Face it. Libertarians are not champions of established propriety, not remotely. We advocate a radical redistribution of wealth. Without the dizzying myriad of monopoly rents affecting practically every exchange in reality, balance sheets change radically. Titles to yachts, production of yachts and the consumption of existing yachts changes radically. More common consumers might consume more yachts, by sharing them with other consumers, but market forces freed of the vast array of statutory constraints may also reorganize resources to produce more, smaller boats to satisfy the vastly altered demand. Many other consequences of this redistribution are conceivable as well, and libertarians do not know (and should not know) precisely what the consequences would be. We certainly cannot know that Bill Gates would keep his yacht (assuming that he has one).

Free exchange may arise out of a wish to be spared labor, but this fact has little necessary relevance to the leisure of a man on his yacht.
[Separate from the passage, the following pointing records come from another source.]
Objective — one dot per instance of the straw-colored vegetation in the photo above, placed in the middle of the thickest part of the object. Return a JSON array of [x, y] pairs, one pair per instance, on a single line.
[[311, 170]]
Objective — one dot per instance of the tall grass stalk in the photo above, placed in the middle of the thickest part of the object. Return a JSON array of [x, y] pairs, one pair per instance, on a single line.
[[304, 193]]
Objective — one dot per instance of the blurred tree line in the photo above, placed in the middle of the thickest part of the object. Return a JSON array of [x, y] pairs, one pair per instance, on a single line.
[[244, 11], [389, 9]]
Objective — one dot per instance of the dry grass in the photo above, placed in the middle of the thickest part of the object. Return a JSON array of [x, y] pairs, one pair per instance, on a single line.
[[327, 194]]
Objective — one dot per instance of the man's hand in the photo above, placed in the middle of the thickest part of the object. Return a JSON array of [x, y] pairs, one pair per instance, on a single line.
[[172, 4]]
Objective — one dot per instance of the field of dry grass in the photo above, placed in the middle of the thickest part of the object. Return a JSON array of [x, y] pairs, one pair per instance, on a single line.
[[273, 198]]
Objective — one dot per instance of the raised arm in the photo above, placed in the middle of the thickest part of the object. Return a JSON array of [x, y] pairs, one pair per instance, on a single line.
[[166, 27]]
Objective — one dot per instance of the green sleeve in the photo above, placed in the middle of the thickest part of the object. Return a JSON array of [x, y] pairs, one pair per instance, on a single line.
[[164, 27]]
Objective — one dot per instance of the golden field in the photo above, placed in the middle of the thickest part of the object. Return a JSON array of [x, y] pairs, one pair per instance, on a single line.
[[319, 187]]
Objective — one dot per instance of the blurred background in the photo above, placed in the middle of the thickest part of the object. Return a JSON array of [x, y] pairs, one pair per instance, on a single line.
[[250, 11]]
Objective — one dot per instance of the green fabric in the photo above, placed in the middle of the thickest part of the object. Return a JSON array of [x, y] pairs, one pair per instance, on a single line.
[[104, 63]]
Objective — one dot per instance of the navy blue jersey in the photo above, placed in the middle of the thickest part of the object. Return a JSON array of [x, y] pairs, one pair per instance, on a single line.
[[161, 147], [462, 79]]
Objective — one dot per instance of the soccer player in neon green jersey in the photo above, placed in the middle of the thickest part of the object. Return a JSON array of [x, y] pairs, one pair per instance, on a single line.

States spare their title holders labor by imposing monopoly rents on others. A common laborer, with little entitlement to rents, may accept the terms of an exchange to avoid more arduous acquisition of the good, but the person on the other side of this exchange may have already exchanged his labor or other goods for more valuable entitlement to rents, and libertarians (distinguished from Orwellian “libertarians” and “liberals” and others laboring for rents as much as anyone else) are most concerned with this feature of the exchange, not with the labor saving and leisure purchasing nature of freer exchange.

Technological advancement can substitute the less costly services of artifacts (rather than Nature) for human toil, but advancement has this effect only if states do not effectively impose correspondingly costly rents, excessive entitlement to patent royalties for example. This advancement can also increase the leisure and luxurious consumption of a few title holders disproportionately, increasing their consumption of more common labor for example. This change implies no more leisure or luxurious consumption of the less entitled, and it certainly implies no commensurate increase.

But though we advocate a radical redistribution of wealth, we need not (and I do not) advocate the sort of revolutionary overthrow of established proprietors that might seem necessary to accomplish this goal. Intentional communities may instead withdraw their consent from the statutory enactments concentrating so much wealth by channeling it systematically toward constituents of the state. Rather than seeking to overthrow the state through internecine conflict, we can seek gradually to secede from it, one free person at a time.